La prochaine manif. Ils n'avaient pas l'air de plaisanter. Et les flics commençaient à en parler sérieusement de leur côté. On s'attendait au pire. Et l'on avait raison de s'attendre au pire puisque, à chaque fois, ça se passait plus mal que la fois précédente. On ne pouvait donc guère se tromper.
Ils se préparaient ferme. Ils en discutaient âpre-ment. L'albinos écoutait les uns et les autres en reluquant les filles, la bouche à demi ouverte, l'air assez azimuté, je suis d'accord.
J'ai attendu qu'il sorte. J'étais derrière lui et, d'un coup d'épaule – Rita me l'avait remise à neuf -, je l'ai envoyé dans un massif de lauriers. J'ai jeté un coup d'œil à droite puis à gauche, après quoi, voyant qu'il n'y avait aucun témoin à la ronde, je l'ai rejoint dans les fourrés.

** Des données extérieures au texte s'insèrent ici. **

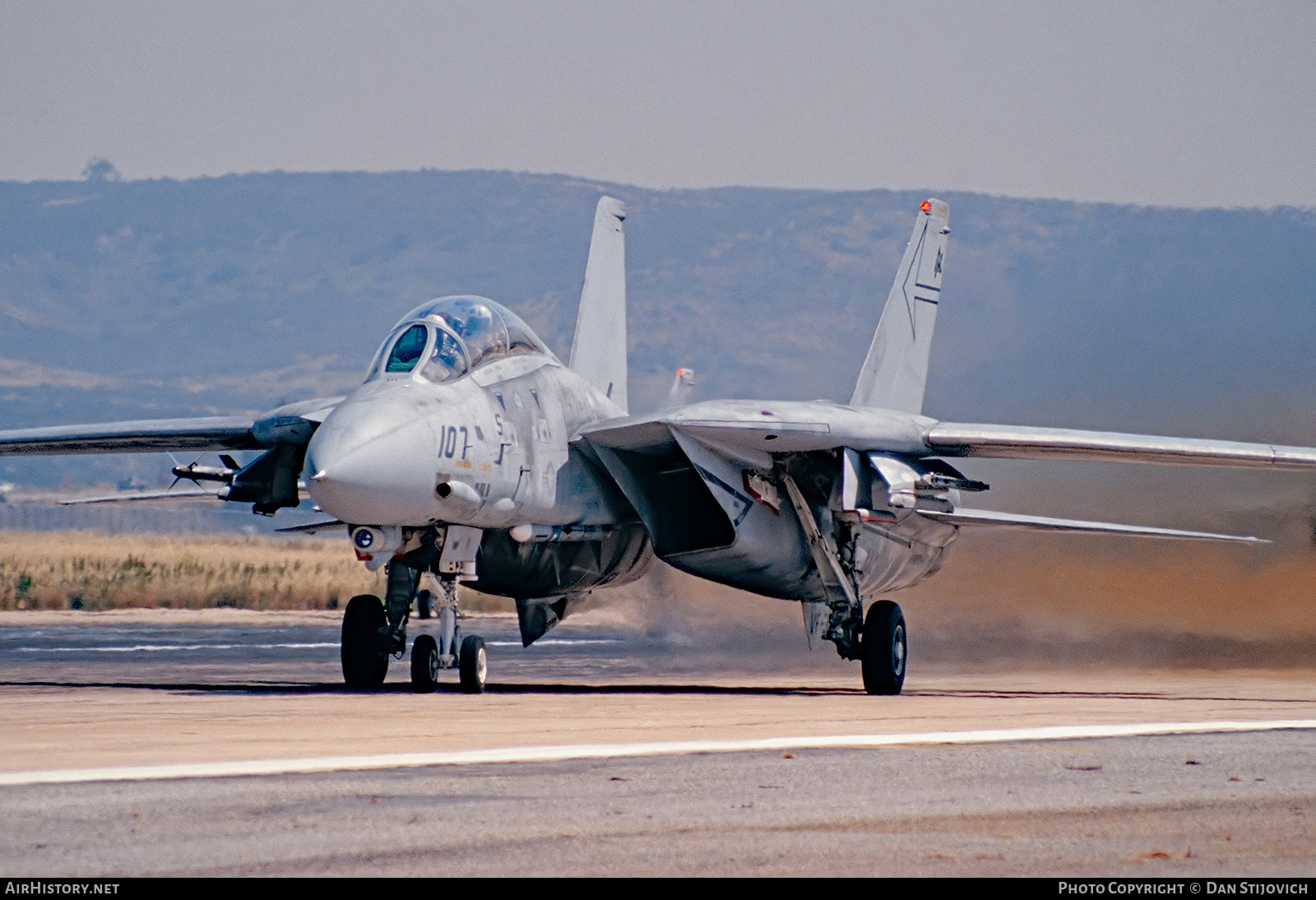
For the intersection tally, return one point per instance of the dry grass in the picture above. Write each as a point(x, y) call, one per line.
point(90, 570)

Il était encore sur le dos, sur de la terre noire, ses yeux rouges exorbités. «Un hyper émotif, m'avait déclaré Rita. Mais il ne me lâchait pas d'une semelle. Je voulais le tuer.»

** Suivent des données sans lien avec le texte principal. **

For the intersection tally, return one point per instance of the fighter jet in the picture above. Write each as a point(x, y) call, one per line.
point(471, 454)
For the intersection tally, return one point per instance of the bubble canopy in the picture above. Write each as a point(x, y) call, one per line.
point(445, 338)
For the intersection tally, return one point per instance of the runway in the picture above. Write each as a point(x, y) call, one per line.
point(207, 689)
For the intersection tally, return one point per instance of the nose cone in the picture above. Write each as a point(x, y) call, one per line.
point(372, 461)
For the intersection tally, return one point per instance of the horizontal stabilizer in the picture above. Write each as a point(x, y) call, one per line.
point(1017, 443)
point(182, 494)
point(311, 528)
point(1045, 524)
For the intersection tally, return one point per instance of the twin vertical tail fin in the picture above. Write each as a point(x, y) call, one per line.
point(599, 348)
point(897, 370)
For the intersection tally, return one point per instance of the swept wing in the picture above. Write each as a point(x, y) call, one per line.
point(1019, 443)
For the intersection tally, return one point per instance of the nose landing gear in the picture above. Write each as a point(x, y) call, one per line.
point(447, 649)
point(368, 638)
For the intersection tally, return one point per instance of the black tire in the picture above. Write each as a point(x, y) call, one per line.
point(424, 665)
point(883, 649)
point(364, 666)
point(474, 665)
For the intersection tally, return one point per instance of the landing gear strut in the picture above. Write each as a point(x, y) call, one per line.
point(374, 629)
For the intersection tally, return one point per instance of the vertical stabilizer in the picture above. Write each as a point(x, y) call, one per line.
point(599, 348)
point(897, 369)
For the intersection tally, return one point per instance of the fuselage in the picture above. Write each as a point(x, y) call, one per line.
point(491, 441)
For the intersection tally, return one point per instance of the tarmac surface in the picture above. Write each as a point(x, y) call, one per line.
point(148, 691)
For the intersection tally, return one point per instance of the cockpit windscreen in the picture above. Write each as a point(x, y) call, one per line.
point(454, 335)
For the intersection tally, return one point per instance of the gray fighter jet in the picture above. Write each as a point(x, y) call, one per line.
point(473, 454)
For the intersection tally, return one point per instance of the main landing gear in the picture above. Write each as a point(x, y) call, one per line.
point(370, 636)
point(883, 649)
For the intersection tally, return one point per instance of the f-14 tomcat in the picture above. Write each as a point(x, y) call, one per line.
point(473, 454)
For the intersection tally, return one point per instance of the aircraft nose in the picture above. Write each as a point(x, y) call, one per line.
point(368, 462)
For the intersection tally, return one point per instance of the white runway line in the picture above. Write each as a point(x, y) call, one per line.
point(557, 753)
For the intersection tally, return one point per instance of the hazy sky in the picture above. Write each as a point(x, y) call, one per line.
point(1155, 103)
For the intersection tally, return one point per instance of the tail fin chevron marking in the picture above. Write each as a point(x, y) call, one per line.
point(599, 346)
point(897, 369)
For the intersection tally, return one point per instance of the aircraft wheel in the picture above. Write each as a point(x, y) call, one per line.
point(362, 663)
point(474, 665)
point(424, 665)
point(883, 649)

Quand j'ai tendu la main vers lui, il a eu un mouvement de recul.
«Le Seigneur est avec moi, il a grimacé.
– Pardon?
– Le Seigneur est avec moi», il a répété.
Je lui ai envoyé une baffe, puis je l'ai aidé à se relever. Une tactique dont je me sers quelquefois, lorsque je ne sais pas trop sur quel pied danser.

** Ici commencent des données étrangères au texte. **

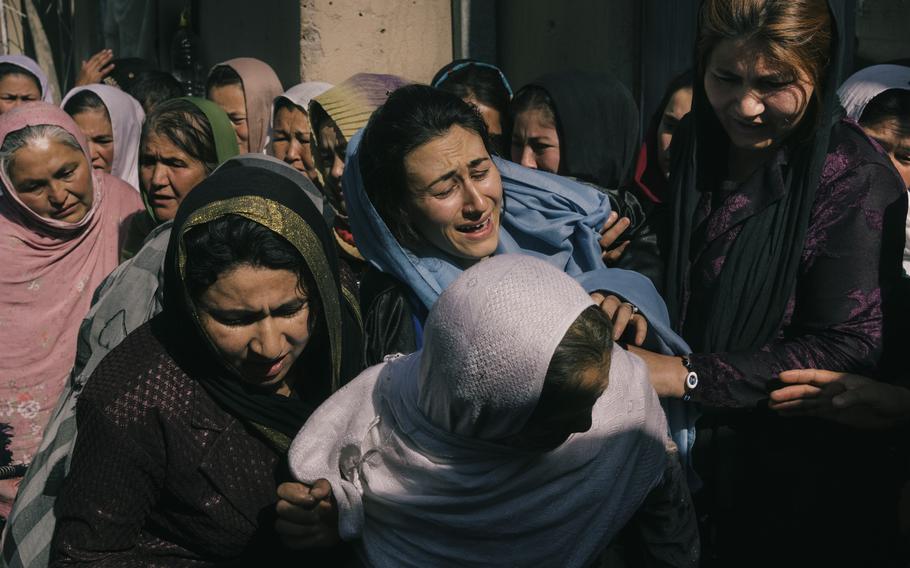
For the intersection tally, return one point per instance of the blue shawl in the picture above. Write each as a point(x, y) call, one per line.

«Michel, mon petit Michel, il faut qu'on parle, ai-je déclaré. Tu vas voir. Tout va très bien se passer.»
Il portait un rosaire autour du cou – quinze dizaines d'Ave Maria, chacune précédée d'un Pater, La moitié de son visage était colorée en rouge vif. Il me fixait comme si j'étais le Diable en personne.
«Je ne suis que la femme de ton professeur, l'ai-je rassuré. On ne dirait pas, à me voir. Hein, qu'est-ce que t'en penses?»
Il grimaçait à présent en découvrant mon badge où était indiquée ma spécialité: défenseur des gays, lesbiennes, et compagnie. Tout un programme.
«Rassure-toi, Michel. Tout ce qui est écrit n'est pas parole d'évangile. Il s'agit d'une couverture. Pas mal, comme couverture, hein, Michel? Ça te la coupe, on dirait. Mais regarde-moi. Est-ce que j'ai une tête à voler au secours de ces malades, non mais franchement? Tu me connais mal. Je peux pas les voir, moi non plus. Une couverture. Tu sais ce que c'est qu'une couverture, j'espère?»
Oh là là, j'ai pensé. L'ahuri complet. Rita m'en avait longuement parlé mais je m'étais dit qu'elle exagérait. Le taré complet. Je commençais à comprendre ce que ça signifiait d'avoir ce genre de gars sur le dos. Pauvre Rita. Il avait bien quelque chose de fou dans le regard. Encore un fou de Dieu. On en croisait de plus en plus, malheureusement. Ça me foutait la trouille. Je ne voulais pas être égorgée pendant mon sommeil.